If there’s a continuous source of energy, the current in an arc might continue to flow, getting more and more powerful. An industrial arc welder uses this intentionally, to permanently bond metal parts by melting them together. When it happens by accident, the same power is there, but without any control. This is the basis of an arc flash, a type of electrical accident that can end up looking like a bomb went off. About 2000 people are hospitalized every year with burns from arc flashes.
What Can You Do?
Naturally, nobody wants to experience a horrible electrical accident. But apart from joining the Amish, there aren’t many ways to get away from electricity entirely. Instead, you can follow some standardized practices for electrical safety.
First, there’s the National Electrical Code (NEC), which is published by the National Fire Protection Associate (NFPA). This code describes accepted installation requirements for electrical systems, ensuring that homes and businesses are wired safely. The standard has been adopted into law in most of the United States, and is well-respected by electricians and other experts. Electrical systems should always be installed according to the requirements of the NEC or a similar standard.
After installation, electrical systems often need to be modified or maintained. Whenever possible, power down an electrical circuit completely before adding, removing, or servicing any components on that circuit. This can be as simple as turning off the switch when changing a light bulb. For larger equipment, common in industrial workplaces, safety requires a lockout/tagout (LO/TO) system. In this approach, the power is shut off, the system is checked to make sure that the power is really off, and then the power supply is locked so it can’t be turned on again. Each worker who could be affected applies their own lock, and removes it only when done with their work. This way, there’s no uncertainty, and the system remains powered down until everyone is in the clear.

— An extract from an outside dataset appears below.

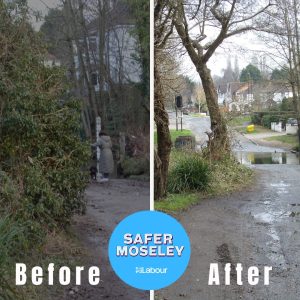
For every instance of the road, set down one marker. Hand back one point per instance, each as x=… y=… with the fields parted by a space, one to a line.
x=258 y=226
x=107 y=204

When powering down the system isn’t possible, or introduces some other hazard, special precautions are needed. These steps are described in another standard from the NFPA, called NFPA 70E, the Standard for Electrical Safety in the Workplace. NFPA 70E describes recommended practices for maintaining and servicing electrical equipment, and protective procedures and equipment for workers to use.

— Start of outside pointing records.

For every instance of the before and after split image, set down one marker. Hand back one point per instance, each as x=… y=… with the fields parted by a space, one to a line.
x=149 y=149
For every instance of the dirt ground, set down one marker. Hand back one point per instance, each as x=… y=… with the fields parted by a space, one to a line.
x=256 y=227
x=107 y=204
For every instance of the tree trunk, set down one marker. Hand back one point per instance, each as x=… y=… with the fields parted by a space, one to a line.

Effective labeling on an electrical system is an important step, because labels allow you to have the information you need, when you need it, where you need it. Your circuit breaker box at home might have each switch labeled with the room that it controls; heavy equipment at your workplace might have operating and shutdown procedures marked right on the control panel. The NFPA standards call for special labels in other circumstances. Most importantly, all of these labels are intended for humans to read, so they should make sense to the humans involved.